= Theodore Dollarhide =

American composer, conductor and music educator

Theodore (Ted) John Dollarhide (30 August 1948 - 20 April 2014) was an American composer, as well as conductor and music educator.

Dollarhide was born in Santa Rosa, California, to Violet (née Buonaccorsi) and father Jack. From the age of 7 he began to study the piano, two years later switched to the trumpet, and finally chose the tuba as his primary instrument. For a while he played the tuba in the US Air Force Band, before completing a degree in music composition at the San Jose State University, where he studied with Higo Harada.

Dollarhide subsequently studied at the University of Michigan, where his teachers included Leslie Bassett, William Bolcom and George Wilson. This was followed by a period of study in Paris with Eugene Kurtz (1978 to 1979), made possible by a Fulbright scholarship.

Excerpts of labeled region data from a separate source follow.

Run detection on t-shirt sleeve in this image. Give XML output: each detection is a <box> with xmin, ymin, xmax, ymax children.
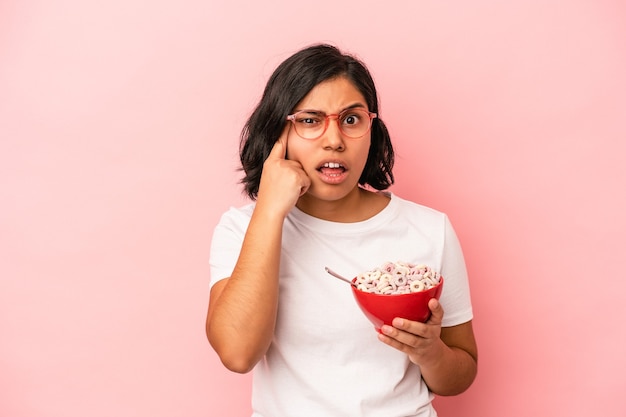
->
<box><xmin>209</xmin><ymin>208</ymin><xmax>250</xmax><ymax>287</ymax></box>
<box><xmin>440</xmin><ymin>216</ymin><xmax>473</xmax><ymax>327</ymax></box>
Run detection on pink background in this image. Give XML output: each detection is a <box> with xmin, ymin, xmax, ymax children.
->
<box><xmin>0</xmin><ymin>0</ymin><xmax>626</xmax><ymax>417</ymax></box>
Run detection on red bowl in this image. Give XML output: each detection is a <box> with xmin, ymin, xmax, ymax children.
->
<box><xmin>351</xmin><ymin>277</ymin><xmax>443</xmax><ymax>331</ymax></box>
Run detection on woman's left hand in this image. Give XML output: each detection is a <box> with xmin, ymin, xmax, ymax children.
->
<box><xmin>378</xmin><ymin>298</ymin><xmax>445</xmax><ymax>366</ymax></box>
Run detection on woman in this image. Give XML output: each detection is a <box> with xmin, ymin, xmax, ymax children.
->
<box><xmin>206</xmin><ymin>45</ymin><xmax>477</xmax><ymax>417</ymax></box>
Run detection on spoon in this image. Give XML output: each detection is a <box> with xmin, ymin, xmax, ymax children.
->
<box><xmin>324</xmin><ymin>266</ymin><xmax>356</xmax><ymax>288</ymax></box>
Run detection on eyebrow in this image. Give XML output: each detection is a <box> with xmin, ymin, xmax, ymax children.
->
<box><xmin>294</xmin><ymin>103</ymin><xmax>367</xmax><ymax>115</ymax></box>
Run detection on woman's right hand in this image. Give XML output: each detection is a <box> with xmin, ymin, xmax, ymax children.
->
<box><xmin>257</xmin><ymin>123</ymin><xmax>311</xmax><ymax>217</ymax></box>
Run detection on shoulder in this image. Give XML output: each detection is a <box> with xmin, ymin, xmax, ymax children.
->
<box><xmin>390</xmin><ymin>194</ymin><xmax>447</xmax><ymax>219</ymax></box>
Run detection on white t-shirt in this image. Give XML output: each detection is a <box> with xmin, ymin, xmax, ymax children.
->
<box><xmin>210</xmin><ymin>194</ymin><xmax>472</xmax><ymax>417</ymax></box>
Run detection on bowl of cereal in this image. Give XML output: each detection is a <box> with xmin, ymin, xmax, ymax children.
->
<box><xmin>352</xmin><ymin>262</ymin><xmax>443</xmax><ymax>331</ymax></box>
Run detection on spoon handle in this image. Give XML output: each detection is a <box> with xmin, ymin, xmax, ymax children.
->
<box><xmin>324</xmin><ymin>266</ymin><xmax>356</xmax><ymax>287</ymax></box>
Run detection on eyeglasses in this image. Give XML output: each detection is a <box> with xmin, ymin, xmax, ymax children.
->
<box><xmin>287</xmin><ymin>108</ymin><xmax>377</xmax><ymax>140</ymax></box>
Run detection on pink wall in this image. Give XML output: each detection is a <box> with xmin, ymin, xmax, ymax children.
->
<box><xmin>0</xmin><ymin>0</ymin><xmax>626</xmax><ymax>417</ymax></box>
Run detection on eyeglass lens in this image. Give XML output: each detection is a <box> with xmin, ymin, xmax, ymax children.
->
<box><xmin>293</xmin><ymin>109</ymin><xmax>372</xmax><ymax>139</ymax></box>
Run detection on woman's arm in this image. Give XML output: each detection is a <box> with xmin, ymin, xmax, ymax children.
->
<box><xmin>379</xmin><ymin>299</ymin><xmax>478</xmax><ymax>395</ymax></box>
<box><xmin>206</xmin><ymin>132</ymin><xmax>310</xmax><ymax>373</ymax></box>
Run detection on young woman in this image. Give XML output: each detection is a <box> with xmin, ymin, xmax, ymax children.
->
<box><xmin>206</xmin><ymin>45</ymin><xmax>477</xmax><ymax>417</ymax></box>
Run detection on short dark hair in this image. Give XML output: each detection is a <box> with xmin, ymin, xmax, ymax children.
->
<box><xmin>239</xmin><ymin>44</ymin><xmax>394</xmax><ymax>200</ymax></box>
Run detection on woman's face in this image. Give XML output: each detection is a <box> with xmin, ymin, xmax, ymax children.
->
<box><xmin>287</xmin><ymin>77</ymin><xmax>371</xmax><ymax>211</ymax></box>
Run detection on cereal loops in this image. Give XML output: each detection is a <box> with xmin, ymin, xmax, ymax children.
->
<box><xmin>356</xmin><ymin>261</ymin><xmax>440</xmax><ymax>295</ymax></box>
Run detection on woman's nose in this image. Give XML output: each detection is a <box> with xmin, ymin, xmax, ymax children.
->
<box><xmin>322</xmin><ymin>117</ymin><xmax>344</xmax><ymax>150</ymax></box>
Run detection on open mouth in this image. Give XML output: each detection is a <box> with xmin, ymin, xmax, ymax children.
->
<box><xmin>317</xmin><ymin>162</ymin><xmax>346</xmax><ymax>176</ymax></box>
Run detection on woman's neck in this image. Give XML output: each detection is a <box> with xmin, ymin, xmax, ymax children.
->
<box><xmin>296</xmin><ymin>187</ymin><xmax>390</xmax><ymax>223</ymax></box>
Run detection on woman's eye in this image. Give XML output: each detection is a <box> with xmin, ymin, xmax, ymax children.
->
<box><xmin>343</xmin><ymin>114</ymin><xmax>361</xmax><ymax>125</ymax></box>
<box><xmin>296</xmin><ymin>117</ymin><xmax>320</xmax><ymax>125</ymax></box>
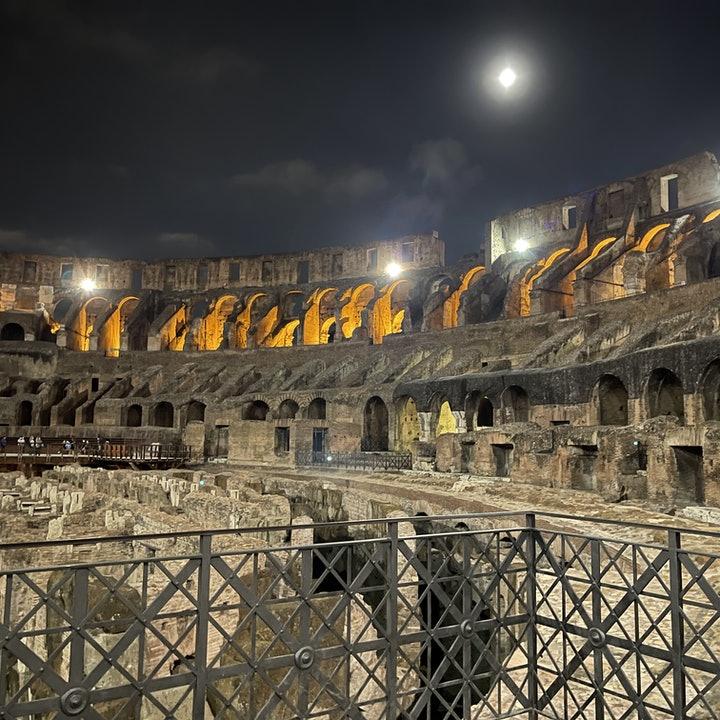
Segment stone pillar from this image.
[418,412,434,442]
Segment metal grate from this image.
[295,450,412,470]
[0,513,720,720]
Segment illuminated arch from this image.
[262,320,300,347]
[235,292,267,350]
[340,283,375,340]
[372,280,411,345]
[303,287,337,345]
[443,265,485,328]
[395,396,420,452]
[197,295,238,350]
[520,248,570,317]
[633,223,670,252]
[68,295,110,352]
[98,295,140,357]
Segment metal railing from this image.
[295,450,412,470]
[0,513,720,720]
[0,441,192,465]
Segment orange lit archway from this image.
[340,283,375,340]
[520,248,570,317]
[235,292,267,350]
[68,295,110,352]
[197,295,238,350]
[303,288,337,345]
[372,280,411,345]
[703,208,720,223]
[443,265,485,328]
[98,295,140,357]
[633,223,670,252]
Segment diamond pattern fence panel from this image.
[0,513,720,720]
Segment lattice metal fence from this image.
[0,513,720,720]
[295,450,412,471]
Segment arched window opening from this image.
[700,358,720,420]
[465,391,495,432]
[361,395,390,452]
[597,375,628,425]
[395,397,420,452]
[242,400,270,421]
[308,398,327,420]
[0,323,25,342]
[125,405,142,427]
[153,402,175,427]
[18,400,32,426]
[647,368,685,422]
[187,400,205,422]
[475,398,495,427]
[500,385,530,422]
[435,399,457,437]
[278,398,300,420]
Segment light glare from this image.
[498,67,517,88]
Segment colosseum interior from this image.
[0,153,720,720]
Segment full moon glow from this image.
[498,67,517,88]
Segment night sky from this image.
[0,0,720,260]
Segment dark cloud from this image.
[232,159,388,199]
[0,0,720,259]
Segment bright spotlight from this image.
[498,67,517,88]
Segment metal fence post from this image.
[525,513,538,720]
[385,520,399,720]
[193,533,212,718]
[668,530,687,720]
[590,540,605,720]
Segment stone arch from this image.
[125,404,142,427]
[302,287,337,345]
[278,398,300,420]
[52,298,72,322]
[465,390,495,432]
[361,395,390,452]
[443,265,485,328]
[633,223,670,252]
[645,368,685,422]
[187,400,205,422]
[430,394,458,437]
[500,385,530,422]
[68,295,110,351]
[517,248,570,317]
[17,400,33,427]
[153,400,175,427]
[703,208,720,223]
[242,400,270,422]
[97,295,140,357]
[595,375,628,425]
[307,398,327,420]
[372,280,412,345]
[197,294,238,350]
[340,283,375,340]
[320,316,337,345]
[0,323,25,342]
[700,358,720,420]
[395,395,420,452]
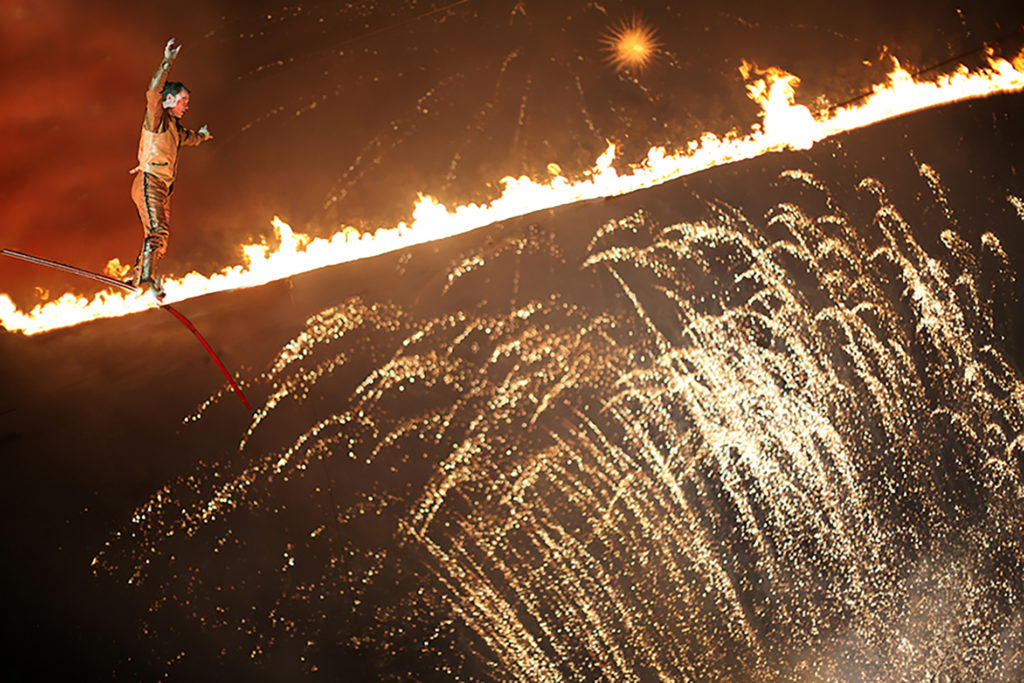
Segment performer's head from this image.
[161,81,191,119]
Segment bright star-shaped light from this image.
[601,15,662,71]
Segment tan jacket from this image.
[131,59,207,185]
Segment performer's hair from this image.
[160,81,191,97]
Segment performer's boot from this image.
[132,241,164,299]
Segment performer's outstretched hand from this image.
[164,38,181,59]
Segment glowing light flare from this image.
[0,51,1024,334]
[601,15,662,71]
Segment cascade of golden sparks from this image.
[0,50,1024,335]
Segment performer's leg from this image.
[131,171,170,287]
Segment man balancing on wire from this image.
[129,38,213,297]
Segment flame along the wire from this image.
[6,50,1024,335]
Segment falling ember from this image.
[0,48,1024,334]
[601,16,660,71]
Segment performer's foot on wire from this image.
[136,275,167,301]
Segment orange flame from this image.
[6,51,1024,335]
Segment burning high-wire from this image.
[0,50,1024,334]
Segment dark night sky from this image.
[0,0,1024,306]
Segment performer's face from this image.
[164,90,188,119]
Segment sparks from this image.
[0,50,1024,335]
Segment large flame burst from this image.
[601,14,662,71]
[0,48,1024,334]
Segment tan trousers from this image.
[131,171,174,274]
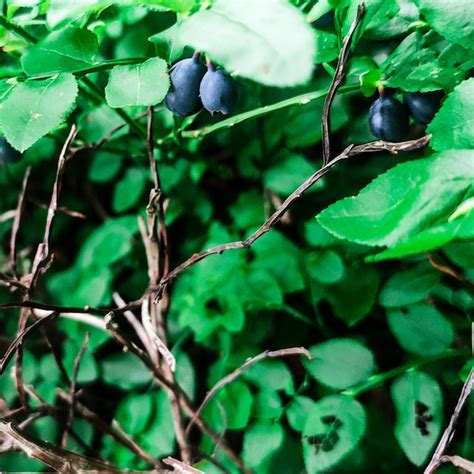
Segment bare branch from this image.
[186,347,311,434]
[321,3,365,166]
[10,166,31,275]
[0,313,58,375]
[152,135,431,302]
[61,333,89,448]
[424,369,474,474]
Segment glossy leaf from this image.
[391,372,443,466]
[180,0,315,87]
[0,74,78,151]
[304,339,375,390]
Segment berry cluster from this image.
[0,137,21,165]
[369,90,442,142]
[165,53,237,117]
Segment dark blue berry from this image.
[199,64,237,115]
[403,91,443,125]
[313,10,334,28]
[165,54,206,117]
[369,97,410,142]
[0,137,21,165]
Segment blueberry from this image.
[0,137,21,165]
[369,96,409,142]
[165,53,206,117]
[403,91,443,125]
[199,63,237,115]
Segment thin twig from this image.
[0,313,58,375]
[424,369,474,474]
[152,135,431,301]
[321,3,365,166]
[61,333,89,448]
[10,166,31,275]
[426,253,474,291]
[56,389,163,469]
[105,312,252,474]
[186,347,311,435]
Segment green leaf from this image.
[318,150,474,246]
[0,74,78,151]
[302,395,366,474]
[112,166,147,213]
[180,0,315,87]
[315,30,339,64]
[89,151,124,183]
[366,210,474,262]
[427,78,474,151]
[63,341,99,383]
[324,266,379,325]
[105,58,170,107]
[115,392,156,435]
[77,216,138,267]
[416,0,474,48]
[382,30,474,92]
[263,152,318,196]
[387,303,454,356]
[304,339,375,390]
[100,352,153,390]
[286,396,316,431]
[306,250,345,284]
[391,372,443,466]
[203,380,254,431]
[21,27,99,76]
[242,421,284,472]
[244,360,295,395]
[379,265,439,308]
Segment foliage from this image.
[0,0,474,474]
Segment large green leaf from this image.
[302,395,366,474]
[367,204,474,262]
[427,78,474,151]
[416,0,474,48]
[180,0,315,86]
[387,303,454,355]
[105,58,170,107]
[382,31,474,92]
[242,421,284,472]
[318,150,474,246]
[305,339,375,390]
[21,27,99,75]
[379,265,439,308]
[391,372,443,466]
[0,74,78,151]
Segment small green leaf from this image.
[379,265,439,308]
[115,392,156,435]
[306,250,345,284]
[242,421,284,472]
[302,395,366,474]
[427,78,474,151]
[0,74,78,151]
[286,396,316,431]
[180,0,315,87]
[416,0,474,48]
[21,27,99,76]
[304,339,375,390]
[387,303,454,355]
[105,58,170,107]
[391,372,443,466]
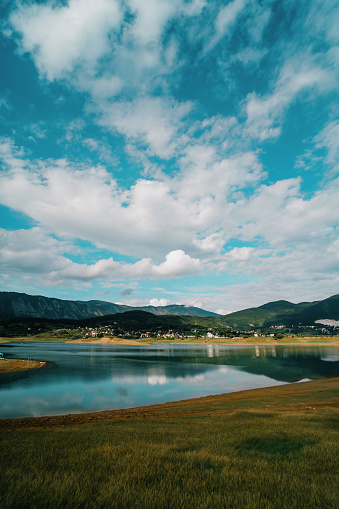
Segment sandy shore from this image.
[0,359,46,373]
[0,377,339,431]
[66,336,339,346]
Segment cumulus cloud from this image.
[99,97,192,159]
[10,0,122,81]
[149,299,170,307]
[49,250,201,281]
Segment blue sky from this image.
[0,0,339,313]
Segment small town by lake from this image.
[0,342,339,419]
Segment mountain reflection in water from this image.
[0,342,339,418]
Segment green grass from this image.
[0,410,339,509]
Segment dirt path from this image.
[0,377,339,431]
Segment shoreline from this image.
[0,377,339,431]
[0,336,339,346]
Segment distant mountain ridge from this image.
[0,292,220,320]
[222,295,339,330]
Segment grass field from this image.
[0,378,339,509]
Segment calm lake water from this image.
[0,342,339,418]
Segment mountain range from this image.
[0,292,220,320]
[0,292,339,331]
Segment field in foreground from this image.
[0,378,339,509]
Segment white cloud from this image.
[99,97,192,158]
[10,0,122,81]
[149,299,170,307]
[48,250,202,281]
[0,227,72,274]
[245,62,335,140]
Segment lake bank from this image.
[0,336,339,346]
[0,377,339,431]
[0,378,339,509]
[0,359,46,374]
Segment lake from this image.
[0,342,339,419]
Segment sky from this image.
[0,0,339,314]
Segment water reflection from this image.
[0,343,339,418]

Dollarhide's teaching positions included a lectureship at La Trobe University, Melbourne, Australia from 1981 to 1989, followed by two years as visiting professor of composition at Yonsei University in Seoul, Korea from 1987 to 1988).

Performances of Dollarhide's "large and varied output" include Other Dreams, Other Dreamers by the Detroit Symphony Orchestra in 1986, Madness in Paradise by the Elision ensemble in 1986), Shadows for woodwind quintet performed in London in 1986, and The Night Life performed by Robert Curry (piano) in Seoul in 1988.

Ted Dollarhide died, aged 65, at Grant's Pass, Oregon, USA, and was buried at the Sparlin Cemetery, Williams, Oregon.